Since the account is not personal, users' mail would be easily read, although an administrator, Marcos Marin, said as "a question of ethics, of course we don't read it." But some people are so new to computers that they labor over the keyboard and blow their privacy by asking for help. "I get people dictating love letters to me," he smiled. But alongside such lovelorn novices, there are also highly sophisticated computer users and a black market in Internet use that has led to a privileged few surfing illicitly at home. Some computer administrators in work places that have access to the Internet illicitly charge around $50 a month -- a fortune for most Cubans -- to rig people up on their home computers and give them a password to the Internet. "They shut down the access if they know that there is about to be a workplace inspection," said one illicit client. The Internet is home to fierce criticism of Cuba and its one-party system: such as the sites of exile organizations or work by independent journalists on the island.
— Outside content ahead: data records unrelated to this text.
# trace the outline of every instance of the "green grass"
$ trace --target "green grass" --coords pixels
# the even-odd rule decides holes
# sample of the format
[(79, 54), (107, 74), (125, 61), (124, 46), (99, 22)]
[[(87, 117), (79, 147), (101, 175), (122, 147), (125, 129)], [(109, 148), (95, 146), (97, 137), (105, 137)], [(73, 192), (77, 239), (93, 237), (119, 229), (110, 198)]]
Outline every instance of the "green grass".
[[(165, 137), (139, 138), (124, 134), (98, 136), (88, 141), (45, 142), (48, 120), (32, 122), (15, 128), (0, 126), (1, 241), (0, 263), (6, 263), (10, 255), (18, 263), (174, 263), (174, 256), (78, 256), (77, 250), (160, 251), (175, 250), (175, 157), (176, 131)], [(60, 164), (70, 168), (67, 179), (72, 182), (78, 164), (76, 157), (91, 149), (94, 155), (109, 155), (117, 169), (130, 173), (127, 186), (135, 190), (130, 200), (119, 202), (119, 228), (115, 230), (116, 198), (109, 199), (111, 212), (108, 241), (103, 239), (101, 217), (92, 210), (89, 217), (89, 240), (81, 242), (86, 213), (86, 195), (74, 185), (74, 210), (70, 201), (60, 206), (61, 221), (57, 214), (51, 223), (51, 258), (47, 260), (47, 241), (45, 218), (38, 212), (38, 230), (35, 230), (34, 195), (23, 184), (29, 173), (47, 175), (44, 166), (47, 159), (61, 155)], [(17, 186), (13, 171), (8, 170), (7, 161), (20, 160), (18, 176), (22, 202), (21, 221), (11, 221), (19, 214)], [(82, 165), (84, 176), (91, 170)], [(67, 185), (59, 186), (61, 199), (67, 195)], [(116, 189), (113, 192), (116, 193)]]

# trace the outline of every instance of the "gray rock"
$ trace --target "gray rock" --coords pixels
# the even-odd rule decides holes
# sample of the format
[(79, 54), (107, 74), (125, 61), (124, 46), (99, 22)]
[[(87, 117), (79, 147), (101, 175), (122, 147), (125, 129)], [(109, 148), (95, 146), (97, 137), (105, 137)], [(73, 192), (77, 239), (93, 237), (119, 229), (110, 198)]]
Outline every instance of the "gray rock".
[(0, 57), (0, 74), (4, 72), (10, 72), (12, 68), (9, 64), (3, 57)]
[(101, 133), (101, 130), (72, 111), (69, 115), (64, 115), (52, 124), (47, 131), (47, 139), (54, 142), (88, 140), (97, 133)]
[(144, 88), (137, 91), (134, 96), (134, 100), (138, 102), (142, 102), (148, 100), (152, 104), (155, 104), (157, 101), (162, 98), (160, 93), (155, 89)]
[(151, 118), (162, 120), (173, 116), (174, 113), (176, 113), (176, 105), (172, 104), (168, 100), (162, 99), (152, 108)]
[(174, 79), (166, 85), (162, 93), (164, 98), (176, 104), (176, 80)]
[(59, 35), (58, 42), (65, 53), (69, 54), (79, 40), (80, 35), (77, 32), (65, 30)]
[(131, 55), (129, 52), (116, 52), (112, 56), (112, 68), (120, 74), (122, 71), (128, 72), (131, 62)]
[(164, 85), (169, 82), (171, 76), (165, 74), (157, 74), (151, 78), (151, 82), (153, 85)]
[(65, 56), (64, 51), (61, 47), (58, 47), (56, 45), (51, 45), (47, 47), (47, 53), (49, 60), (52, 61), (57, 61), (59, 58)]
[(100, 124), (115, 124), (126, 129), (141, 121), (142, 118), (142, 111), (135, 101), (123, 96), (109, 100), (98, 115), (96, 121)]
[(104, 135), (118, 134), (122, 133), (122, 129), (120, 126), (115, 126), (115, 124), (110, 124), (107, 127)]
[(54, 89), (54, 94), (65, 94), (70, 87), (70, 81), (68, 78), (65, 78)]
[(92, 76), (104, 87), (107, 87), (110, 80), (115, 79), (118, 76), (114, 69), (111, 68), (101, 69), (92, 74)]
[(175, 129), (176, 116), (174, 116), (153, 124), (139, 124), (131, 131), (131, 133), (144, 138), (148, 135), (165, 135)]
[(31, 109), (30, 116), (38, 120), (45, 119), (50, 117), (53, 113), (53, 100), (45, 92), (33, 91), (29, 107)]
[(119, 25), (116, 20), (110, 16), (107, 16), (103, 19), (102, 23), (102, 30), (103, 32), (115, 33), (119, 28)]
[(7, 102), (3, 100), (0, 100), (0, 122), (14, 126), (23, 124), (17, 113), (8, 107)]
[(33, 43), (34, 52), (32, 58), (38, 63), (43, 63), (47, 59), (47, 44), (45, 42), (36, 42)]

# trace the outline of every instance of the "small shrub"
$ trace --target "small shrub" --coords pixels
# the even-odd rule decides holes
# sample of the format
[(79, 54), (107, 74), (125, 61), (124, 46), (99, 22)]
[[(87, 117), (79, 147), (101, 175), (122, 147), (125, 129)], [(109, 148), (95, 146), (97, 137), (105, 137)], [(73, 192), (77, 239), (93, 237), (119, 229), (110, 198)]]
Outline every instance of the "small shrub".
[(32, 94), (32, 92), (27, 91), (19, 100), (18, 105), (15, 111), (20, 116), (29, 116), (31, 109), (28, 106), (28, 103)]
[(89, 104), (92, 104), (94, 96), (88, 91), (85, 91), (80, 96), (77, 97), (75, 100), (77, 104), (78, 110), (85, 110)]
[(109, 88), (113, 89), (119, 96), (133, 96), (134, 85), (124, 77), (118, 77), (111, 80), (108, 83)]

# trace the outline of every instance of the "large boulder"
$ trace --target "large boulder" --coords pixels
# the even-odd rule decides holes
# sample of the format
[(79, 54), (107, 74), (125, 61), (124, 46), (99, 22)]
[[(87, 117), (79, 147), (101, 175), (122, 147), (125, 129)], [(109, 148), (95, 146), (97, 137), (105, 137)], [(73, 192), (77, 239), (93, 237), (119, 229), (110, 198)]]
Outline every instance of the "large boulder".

Some of these journalists have been in trouble with authorities because of articles posted on the Internet by exiles. One illicit Internet user said she was aware of such material but always steered away from politics and concentrated on things that interested her more, such as health and beauty pages or wandering the world in chat rooms. The Cuban government meanwhile, presses ahead with opening sites which it is happy to present as a window on official thinking, or what a commentator in the official Granma newspaper recently called "a world political weapon of peoples against the empire (the United States)." Online just last month are the Committees for the Defense of the Revolution (CDRs), neighborhood block groups charged with defending the social order. The site at www.lacalle.cubaweb.cu/, includes a detailed explanation in Spanish of the aim of the organization. "CDR's are still a firm bastion for our freedom and our development, and an unbending obstacle for the interests of our external and internal enemies," says the introductory page. But it is not all politics. You can go online spending in Cuba -- if you have a foreign credit card.